Jonathan Phelan, Head of Retail Enforcement at the FSA, commented “AFS’s failings were serious because its sales process enabled vulnerable customers to apply for mortgage contracts that they could not necessarily afford. In giving the mortgage advice, AFS also failed to provide customers with accurate information about the mortgage contracts. The firm’s customer base is largely sub-prime and many of them were seeking to re-mortgage to consolidate existing debts.
"Behind this poor compliance regime, we found that in all the sales files that we reviewed the customers had provided AFS with false income and employment information.”
The FSA identified the following concerns about AFS:
Personal and financial information provided by customers during the fact finding process was not disclosed on mortgage application forms submitted to lenders by AFS;
AFS did not have in place adequate systems to monitor the quality of advice provided by individual advisers;
AFS did not provide its customers with adequate suitability letters and could not demonstrate from its client files the suitability of recommended mortgage contracts;
AFS did not disclose the correct procurement fees to customers. The procurement fee stated in mortgage offers was significantly higher than that disclosed to the customers;
In a number of cases self-certification mortgages were recommended despite the fact that a standard high street mortgage contract was clearly more suitable; and
Behind a weak compliance regime, it appeared that many of AFS’ customers provided false income and employment information in support of their mortgage applications.

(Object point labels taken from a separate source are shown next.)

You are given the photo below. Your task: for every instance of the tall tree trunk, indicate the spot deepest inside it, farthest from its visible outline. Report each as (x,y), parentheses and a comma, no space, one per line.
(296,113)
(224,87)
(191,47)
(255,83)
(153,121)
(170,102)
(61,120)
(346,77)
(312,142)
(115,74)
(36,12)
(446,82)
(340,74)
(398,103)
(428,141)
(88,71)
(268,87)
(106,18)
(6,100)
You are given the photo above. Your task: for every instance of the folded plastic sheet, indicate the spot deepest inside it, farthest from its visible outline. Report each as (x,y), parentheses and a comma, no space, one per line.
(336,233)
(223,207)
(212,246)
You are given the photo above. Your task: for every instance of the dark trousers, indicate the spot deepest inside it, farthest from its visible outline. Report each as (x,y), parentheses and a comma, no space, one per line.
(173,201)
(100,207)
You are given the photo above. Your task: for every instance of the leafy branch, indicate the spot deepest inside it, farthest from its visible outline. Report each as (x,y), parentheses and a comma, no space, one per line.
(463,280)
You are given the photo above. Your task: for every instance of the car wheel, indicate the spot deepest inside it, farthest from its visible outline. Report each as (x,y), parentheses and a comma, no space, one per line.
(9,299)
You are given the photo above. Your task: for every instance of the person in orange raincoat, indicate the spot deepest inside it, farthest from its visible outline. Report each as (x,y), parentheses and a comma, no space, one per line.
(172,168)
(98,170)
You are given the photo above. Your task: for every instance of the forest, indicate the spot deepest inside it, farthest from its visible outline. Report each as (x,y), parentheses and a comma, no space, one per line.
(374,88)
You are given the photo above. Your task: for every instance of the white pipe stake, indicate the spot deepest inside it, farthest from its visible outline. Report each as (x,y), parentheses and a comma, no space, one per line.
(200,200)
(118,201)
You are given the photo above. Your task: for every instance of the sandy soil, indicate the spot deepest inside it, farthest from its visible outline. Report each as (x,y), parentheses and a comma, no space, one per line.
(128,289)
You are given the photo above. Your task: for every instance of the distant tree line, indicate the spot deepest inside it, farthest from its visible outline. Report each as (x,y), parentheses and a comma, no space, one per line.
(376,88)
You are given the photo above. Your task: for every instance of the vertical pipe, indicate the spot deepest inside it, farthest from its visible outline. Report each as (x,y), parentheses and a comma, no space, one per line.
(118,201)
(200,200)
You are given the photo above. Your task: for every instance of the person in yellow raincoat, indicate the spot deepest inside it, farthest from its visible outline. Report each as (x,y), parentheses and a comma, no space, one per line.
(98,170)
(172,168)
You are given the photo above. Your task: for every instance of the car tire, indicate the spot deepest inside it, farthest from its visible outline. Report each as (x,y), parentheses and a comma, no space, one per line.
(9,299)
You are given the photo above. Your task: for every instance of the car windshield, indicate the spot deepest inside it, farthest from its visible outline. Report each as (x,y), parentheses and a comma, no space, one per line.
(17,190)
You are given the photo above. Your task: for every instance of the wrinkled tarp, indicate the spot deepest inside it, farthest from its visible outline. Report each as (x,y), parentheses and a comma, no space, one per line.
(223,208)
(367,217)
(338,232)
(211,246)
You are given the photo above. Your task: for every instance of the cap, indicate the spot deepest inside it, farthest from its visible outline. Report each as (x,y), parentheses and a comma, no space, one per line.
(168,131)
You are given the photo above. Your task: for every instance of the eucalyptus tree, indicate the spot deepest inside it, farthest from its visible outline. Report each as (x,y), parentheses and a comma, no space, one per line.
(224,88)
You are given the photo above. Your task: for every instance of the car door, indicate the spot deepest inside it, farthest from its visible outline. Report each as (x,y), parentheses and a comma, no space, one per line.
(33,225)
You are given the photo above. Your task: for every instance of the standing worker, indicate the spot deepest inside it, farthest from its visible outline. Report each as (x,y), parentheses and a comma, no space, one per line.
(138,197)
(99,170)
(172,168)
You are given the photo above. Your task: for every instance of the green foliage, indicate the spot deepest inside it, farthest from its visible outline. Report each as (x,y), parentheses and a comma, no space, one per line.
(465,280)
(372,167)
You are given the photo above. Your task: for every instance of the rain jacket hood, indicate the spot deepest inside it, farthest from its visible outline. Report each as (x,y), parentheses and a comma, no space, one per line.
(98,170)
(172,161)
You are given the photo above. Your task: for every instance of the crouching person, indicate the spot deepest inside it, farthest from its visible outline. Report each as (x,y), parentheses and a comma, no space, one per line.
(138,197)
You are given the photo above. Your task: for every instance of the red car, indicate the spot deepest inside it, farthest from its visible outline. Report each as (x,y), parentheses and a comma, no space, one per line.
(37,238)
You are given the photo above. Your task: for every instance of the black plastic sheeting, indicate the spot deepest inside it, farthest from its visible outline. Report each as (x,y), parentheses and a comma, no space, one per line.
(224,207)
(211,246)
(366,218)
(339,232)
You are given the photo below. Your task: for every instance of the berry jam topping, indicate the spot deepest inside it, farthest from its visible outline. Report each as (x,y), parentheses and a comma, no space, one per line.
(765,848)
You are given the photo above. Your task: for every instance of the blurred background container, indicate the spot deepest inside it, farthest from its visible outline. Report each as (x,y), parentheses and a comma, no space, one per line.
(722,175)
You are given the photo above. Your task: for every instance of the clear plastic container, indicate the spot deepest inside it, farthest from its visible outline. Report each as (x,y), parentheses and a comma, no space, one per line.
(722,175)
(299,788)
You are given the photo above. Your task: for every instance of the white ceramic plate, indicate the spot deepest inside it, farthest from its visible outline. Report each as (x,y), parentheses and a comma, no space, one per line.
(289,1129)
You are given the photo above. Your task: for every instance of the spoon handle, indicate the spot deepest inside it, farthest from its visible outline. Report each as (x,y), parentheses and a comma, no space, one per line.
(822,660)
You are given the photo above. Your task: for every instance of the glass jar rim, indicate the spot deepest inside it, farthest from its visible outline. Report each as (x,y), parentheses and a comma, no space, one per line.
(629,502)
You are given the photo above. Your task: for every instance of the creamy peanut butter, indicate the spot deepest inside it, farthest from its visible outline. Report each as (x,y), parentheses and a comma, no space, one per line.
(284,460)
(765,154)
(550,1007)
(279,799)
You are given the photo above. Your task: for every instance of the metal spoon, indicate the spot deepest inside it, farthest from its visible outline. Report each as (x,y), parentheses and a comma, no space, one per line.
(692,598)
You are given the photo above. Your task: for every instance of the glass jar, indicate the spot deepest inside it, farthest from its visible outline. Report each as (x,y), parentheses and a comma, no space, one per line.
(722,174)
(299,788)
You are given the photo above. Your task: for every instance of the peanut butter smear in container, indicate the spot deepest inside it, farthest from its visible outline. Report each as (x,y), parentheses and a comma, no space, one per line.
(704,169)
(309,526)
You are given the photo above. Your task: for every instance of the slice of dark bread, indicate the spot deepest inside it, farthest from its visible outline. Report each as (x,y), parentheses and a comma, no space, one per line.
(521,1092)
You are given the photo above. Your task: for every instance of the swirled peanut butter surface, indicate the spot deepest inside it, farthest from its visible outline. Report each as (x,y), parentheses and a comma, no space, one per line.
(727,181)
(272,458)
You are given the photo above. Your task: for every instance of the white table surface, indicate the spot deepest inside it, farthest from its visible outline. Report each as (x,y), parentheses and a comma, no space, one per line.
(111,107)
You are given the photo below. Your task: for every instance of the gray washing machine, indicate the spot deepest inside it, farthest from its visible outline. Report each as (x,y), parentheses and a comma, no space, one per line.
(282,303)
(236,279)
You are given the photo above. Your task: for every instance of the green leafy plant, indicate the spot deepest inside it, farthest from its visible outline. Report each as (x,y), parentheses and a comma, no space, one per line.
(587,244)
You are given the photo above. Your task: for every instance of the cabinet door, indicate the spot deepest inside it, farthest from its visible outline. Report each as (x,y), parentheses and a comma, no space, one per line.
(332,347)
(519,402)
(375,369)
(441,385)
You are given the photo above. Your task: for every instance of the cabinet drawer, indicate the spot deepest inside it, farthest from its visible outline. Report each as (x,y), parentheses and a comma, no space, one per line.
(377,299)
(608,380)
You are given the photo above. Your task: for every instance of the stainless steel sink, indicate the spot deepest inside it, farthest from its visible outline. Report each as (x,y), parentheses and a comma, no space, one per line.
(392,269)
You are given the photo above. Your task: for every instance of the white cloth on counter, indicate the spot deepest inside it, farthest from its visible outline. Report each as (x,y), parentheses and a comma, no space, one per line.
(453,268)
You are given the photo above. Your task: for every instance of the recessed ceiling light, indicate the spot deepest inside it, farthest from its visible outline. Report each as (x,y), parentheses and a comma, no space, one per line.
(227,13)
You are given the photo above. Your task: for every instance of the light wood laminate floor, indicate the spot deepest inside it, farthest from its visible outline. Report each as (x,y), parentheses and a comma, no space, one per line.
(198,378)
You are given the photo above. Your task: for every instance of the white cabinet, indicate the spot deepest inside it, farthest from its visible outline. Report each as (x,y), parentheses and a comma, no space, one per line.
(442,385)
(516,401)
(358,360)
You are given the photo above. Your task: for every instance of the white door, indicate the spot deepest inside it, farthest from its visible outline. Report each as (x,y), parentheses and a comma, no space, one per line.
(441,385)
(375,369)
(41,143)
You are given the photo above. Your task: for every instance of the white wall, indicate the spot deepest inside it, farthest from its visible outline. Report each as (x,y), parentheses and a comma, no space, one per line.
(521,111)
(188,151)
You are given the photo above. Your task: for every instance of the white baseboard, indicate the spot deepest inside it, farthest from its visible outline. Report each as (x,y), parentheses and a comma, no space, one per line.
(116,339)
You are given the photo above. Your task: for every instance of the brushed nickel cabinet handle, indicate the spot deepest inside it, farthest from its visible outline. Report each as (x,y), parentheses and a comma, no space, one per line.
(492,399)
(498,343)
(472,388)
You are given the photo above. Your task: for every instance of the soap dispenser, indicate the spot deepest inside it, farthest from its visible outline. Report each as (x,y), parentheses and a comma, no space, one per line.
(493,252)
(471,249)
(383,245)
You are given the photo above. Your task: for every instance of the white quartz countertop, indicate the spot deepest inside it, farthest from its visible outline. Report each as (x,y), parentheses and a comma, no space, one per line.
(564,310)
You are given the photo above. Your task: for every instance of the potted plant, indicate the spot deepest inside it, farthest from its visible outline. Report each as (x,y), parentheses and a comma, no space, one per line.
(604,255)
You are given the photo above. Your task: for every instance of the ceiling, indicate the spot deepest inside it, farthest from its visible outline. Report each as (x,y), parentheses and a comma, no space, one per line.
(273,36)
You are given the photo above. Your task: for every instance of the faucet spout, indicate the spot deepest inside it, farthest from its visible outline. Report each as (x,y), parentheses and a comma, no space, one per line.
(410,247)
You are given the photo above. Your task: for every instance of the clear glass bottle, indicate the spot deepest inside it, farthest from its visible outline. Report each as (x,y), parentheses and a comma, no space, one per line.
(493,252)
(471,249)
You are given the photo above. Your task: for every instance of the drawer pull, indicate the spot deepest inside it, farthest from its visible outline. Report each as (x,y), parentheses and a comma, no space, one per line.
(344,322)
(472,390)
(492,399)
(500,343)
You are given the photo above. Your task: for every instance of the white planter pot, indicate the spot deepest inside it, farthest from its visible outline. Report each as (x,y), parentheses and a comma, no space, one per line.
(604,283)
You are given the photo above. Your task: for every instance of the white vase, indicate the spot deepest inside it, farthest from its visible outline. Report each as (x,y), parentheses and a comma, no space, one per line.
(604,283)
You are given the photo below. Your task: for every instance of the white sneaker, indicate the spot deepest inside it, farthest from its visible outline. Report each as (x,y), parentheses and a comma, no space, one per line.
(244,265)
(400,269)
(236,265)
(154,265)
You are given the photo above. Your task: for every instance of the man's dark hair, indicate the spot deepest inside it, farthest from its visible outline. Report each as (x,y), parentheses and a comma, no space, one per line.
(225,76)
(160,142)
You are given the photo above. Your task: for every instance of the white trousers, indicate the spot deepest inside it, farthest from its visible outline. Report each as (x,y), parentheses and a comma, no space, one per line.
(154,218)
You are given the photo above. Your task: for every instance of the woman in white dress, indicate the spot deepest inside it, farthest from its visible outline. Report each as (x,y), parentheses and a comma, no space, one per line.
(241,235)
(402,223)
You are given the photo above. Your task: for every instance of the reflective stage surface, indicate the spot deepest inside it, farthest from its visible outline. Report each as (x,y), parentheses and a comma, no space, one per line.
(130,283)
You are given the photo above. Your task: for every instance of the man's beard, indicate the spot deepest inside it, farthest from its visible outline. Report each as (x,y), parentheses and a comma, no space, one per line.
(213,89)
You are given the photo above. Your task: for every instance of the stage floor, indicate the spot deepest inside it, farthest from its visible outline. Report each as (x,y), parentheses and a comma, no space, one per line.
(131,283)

AFS co-operated fully with the FSA throughout the investigation and has been proactive in taking steps to remedy identified deficiencies and improve the resourcing and quality of its compliance function. From November 2007, AFS undertook a comprehensive programme of action to improve its compliance controls and sales procedures, and it has agreed to the appointment of a skilled person to report to the FSA on the effectiveness of its new arrangements. Even though AFS may have made unsuitable recommendations to customers, a past business review was not considered appropriate in this case because many of the customers had given false information about themselves.
AFS agreed to settle at an early stage of the FSA's investigation and therefore qualified for a 30% discount under the FSA’s executive settlement procedure. Were it not for this reduction, the FSA would have imposed a financial penalty of £90,000.